Dans la lignée des deux premiers PNSS, et parce qu'une bonne nutrition est seulement l'un des bras armés d'une bonne santé, je suggère à la commission de ne pas oublier un autre facteur déterminant, à savoir l'exercice physique. A une époque où les européens sont amenés à délaisser de plus en plus les travaux manuels de l'industrie et de la terre pour passer une large part de leur temps assis au bureau, en voiture ou devant un écran (tv ou pc), il est temps de nous inciter davantage à bouger et transpirer.

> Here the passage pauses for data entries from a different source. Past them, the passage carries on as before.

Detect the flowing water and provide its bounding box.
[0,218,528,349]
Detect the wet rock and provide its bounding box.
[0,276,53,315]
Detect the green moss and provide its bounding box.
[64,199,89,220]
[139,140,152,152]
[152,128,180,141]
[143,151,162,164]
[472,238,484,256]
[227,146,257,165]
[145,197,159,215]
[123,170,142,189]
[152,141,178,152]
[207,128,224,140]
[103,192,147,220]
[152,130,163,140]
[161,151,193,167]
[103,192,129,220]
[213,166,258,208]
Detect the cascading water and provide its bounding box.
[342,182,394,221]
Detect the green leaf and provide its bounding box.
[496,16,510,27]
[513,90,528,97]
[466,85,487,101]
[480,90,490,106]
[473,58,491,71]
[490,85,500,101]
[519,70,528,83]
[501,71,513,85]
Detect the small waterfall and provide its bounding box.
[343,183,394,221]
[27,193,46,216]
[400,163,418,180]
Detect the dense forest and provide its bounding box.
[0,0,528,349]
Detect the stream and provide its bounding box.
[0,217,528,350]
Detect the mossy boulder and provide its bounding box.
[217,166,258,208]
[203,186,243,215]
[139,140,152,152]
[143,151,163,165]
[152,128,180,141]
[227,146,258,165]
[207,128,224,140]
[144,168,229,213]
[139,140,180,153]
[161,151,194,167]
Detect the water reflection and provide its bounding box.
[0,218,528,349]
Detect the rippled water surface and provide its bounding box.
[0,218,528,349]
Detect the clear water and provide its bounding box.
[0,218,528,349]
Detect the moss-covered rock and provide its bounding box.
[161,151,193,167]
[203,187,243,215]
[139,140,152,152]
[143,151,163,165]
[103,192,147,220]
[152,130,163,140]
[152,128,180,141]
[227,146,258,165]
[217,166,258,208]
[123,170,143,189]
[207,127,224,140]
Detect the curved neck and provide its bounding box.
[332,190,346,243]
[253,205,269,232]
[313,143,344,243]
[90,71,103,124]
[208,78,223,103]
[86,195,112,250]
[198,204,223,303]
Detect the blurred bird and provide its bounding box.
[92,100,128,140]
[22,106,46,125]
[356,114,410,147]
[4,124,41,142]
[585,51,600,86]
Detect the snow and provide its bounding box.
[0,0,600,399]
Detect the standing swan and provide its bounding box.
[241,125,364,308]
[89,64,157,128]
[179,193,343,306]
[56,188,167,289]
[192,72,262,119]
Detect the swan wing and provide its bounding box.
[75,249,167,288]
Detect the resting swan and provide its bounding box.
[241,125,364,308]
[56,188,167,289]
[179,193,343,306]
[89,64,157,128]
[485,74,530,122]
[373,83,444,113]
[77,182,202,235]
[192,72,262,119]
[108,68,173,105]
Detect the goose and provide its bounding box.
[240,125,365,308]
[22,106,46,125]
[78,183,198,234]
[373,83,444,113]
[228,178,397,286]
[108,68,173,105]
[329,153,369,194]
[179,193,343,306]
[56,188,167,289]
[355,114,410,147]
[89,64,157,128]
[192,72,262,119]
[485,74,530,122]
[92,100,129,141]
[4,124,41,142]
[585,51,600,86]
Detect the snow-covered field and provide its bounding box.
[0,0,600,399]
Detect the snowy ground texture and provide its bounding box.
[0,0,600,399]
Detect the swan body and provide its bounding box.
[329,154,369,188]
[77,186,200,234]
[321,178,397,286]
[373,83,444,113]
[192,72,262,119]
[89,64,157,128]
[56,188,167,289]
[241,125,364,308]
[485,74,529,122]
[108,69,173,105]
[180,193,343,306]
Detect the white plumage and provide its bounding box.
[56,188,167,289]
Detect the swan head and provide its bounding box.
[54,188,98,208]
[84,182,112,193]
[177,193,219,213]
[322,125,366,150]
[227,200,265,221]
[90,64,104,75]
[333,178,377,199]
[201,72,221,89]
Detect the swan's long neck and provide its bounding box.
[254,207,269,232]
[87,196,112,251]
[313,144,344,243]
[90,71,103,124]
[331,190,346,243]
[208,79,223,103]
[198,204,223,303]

Aujourd'hui on sait clairement , études à l'appui, que l'exercice physique diminue fortement le risque de certains cancers et de maladies cardiovasculaires, deux types de maladie qui, en plus de progresser chaque année et malheureusement de frapper moralement de plus en plus de famille, pèsent le plus dans les dépenses publiques.

Certains diront que je mets en avant par la même occasion les intérêts de l'industrie du fitness, c'est possible, mais est-ce parce qu'une idée est convergente d'intérêt qu'elle ne mérite pas d'être étudiée ?

Je suggère donc 3 propositions qui permettront de prévenir davantage de problèmes de santé :

1- Pourquoi ne pas prendre en charge une partie des abonnements basiques des plus de 45 ans en salle de fitness pour faire baisser le ticket moyen et ainsi pousser davantage de famille à transpirer dans les clubs ? En contrepartie les salles de remise en forme pourraient se développer de partout et ouvrir leur parc de machine aux écoles pendant des créneaux d'heures creuses.

2- Pourquoi ne pas accorder un crédit d'impot aux retraités qui se sont équipés d'un appareil de fitness (vélo d'appartement ,tapis de marche, rameur...) ou de sports dans l'année ? En contrepartie fabricants et distributeurs de ces machines pourraient équiper gratuitement des salles d'entraînement dans les lycées et universités du pays et contribuer à prévenir le risque d'obésite chez les adolescents.

3- Pourquoi ne pas prendre en charge les séances d'exercice chez les kinésithérapeutes de la même manière que les séances de kiné tradtionnelles ? Cette profession est l'une des mieux placées, des plus écoutées et des plus crédibles pour suivre les efforts cardiovasculaires et musculaire des seniors

Agir davantage au niveau de l'information et de la prévention constitue à mon sens comme une évidence permettant à terme de réduire ou tout du moins contenir les dépenses de santé et le budget de la sécurité sociale.